There was optimism in the air 18 months ago when Fidel Castro, aging and infirm, finally relinquished power. In February, there was an official handover to his (slightly) younger brother Raoul, who immediately became the center of much attention in Cuba and abroad.
Hopes emerged for a kinder, gentler communist dictatorship. Among those who have bought into the agenda of hope is the Council on Foreign Relations, whose new report on Cuba advocates a whole new U.S. approach, including the lifting of U.S. sanctions. Raoul Castro is known as a devoted family man, who values loyalty above all — in the power structure and in the military. He is said to have none of Fidel’s ambitions to export communism and cause international trouble. Raoul encouraged hope by promising elections within 18 months. Well, that was then, this is now, and nothing of the sort has happened — although some recent reforms at the edges of the Cuban economy are creating more speculation about change.
The fact is that the Cuban transition so far has more resembled the Soviet transition from Leonid Breznev to Yuri Andropov than it did that from Constantin Chernyenko to Mikhail Gorbachev — to borrow two relevant historical analogies from the 1980s.
There were widespread, though entirely unfounded hopes that Mr. Andropov, allegedly an aficionado of bourbon, crime novels and country and western music, would be a Westernizer. But he performed entirely as one could have expected a former head of the KGB. The best thing he and his successor, Konstantin Chernyenko, did for their country was to leave the stage in short order, being both part of the Soviet superannuated communist oligarchy.
Mikhail Gorbachev was different. A highly dynamic individual from a different generation, he really did want to save the Soviet system. Mr. Gorbachev knew that somehow he had to draw on the talents and energy of the Russian people to make the Soviet Union competitive with the West. In the end, however, the route he took — via glasnost and perestroika, economic and political opening — led to the system’s collapse.

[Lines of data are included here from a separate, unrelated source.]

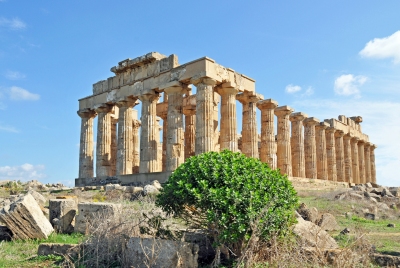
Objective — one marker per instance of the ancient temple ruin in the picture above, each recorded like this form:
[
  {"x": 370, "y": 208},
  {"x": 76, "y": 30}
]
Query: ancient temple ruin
[{"x": 131, "y": 150}]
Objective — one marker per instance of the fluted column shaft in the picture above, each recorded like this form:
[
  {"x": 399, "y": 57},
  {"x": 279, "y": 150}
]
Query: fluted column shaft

The difference between what is happening in Cuba now and what happened in the Soviet Union in the 1980s is that while Raoul Castro is taking tentative steps in the direction of glasnost, he is hoping that minor economic changes will placate the yearnings of a restless and post-ideological Cuban population.
Hence Cubans are now allowed to buy cell phones, computers and motorcycles. The cost of such items is prohibitive. Cuba does not have Internet access; this leaves the government, for the moment at least, free of worries about installing the kind of filters that China and Iran deploy to vet Internet traffic. Cubans are also now being allowed to stay in the foreign-currency-only tourist hotels — though it is hard to imagine anyone but the political elite having the wealth to take advantage of it. A modest amount of private farming is also now allowed.

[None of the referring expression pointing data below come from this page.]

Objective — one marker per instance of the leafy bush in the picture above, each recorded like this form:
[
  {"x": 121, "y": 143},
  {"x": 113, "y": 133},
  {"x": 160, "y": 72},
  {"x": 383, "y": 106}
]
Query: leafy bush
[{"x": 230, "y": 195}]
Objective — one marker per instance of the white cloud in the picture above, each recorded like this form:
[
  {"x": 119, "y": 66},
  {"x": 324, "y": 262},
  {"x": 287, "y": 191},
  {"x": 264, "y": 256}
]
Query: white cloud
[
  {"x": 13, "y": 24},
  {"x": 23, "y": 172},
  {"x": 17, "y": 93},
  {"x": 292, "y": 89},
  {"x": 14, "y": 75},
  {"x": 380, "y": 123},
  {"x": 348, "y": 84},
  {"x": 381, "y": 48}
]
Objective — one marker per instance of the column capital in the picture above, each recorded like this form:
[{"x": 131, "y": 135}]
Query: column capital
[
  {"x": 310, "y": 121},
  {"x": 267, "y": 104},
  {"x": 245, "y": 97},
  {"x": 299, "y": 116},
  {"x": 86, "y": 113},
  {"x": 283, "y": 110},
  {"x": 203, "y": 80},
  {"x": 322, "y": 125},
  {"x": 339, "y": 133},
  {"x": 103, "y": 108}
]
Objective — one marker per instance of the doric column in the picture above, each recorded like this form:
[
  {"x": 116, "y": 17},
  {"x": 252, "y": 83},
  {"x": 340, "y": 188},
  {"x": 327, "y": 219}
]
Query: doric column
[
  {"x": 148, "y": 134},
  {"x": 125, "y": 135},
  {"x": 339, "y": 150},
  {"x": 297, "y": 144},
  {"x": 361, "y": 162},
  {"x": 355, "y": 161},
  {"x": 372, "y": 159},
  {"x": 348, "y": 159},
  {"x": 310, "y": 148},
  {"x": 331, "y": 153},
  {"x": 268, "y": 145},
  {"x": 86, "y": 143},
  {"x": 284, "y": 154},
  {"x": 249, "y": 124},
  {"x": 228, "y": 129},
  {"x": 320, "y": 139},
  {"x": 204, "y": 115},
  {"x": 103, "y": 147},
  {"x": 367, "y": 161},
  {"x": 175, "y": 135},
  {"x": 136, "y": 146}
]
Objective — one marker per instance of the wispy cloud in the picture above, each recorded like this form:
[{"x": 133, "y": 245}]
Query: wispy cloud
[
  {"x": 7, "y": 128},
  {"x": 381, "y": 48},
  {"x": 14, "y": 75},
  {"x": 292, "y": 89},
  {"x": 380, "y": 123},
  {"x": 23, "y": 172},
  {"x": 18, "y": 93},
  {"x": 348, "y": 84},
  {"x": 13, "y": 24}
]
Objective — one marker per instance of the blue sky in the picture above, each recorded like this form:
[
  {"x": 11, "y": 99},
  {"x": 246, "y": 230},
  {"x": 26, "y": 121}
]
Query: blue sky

Meanwhile, Mr. Castro is carefully staying away from the other aspect of Mikhail Gorbachev’s reforms — perestroika — which was really more important. Perestroika meant freedom of expression, the publication of hitherto banned books, and even a certain amount of political activism. Once the Russians and all the other peoples trapped in the Soviet bloc were able to exchange information without the threat of imprisonment, the end for Soviet communism was imminent.
Now cell phones do offer a potential crack in the Cuban walls of repression. But Mr. Castro continues to keep Cuba’s hundreds of political prisoners in jail. Gatherings of more than three are still prohibited. Cuba deploys an army of 20,000 security agents and anyone suspected of the crime of “dangerousness” is sent to jail or subject to painful “acts of repudiation.” Arrests are swift and immediate for any kind of protest — including something as “subversive” as reading aloud the U.N. Declaration of Human Rights.
Until Cubans are allowed to speak freely and chose their political leaders, they are not free. When that day comes, undoubtedly they will have much to say, But let us not be fooled: It has not come yet.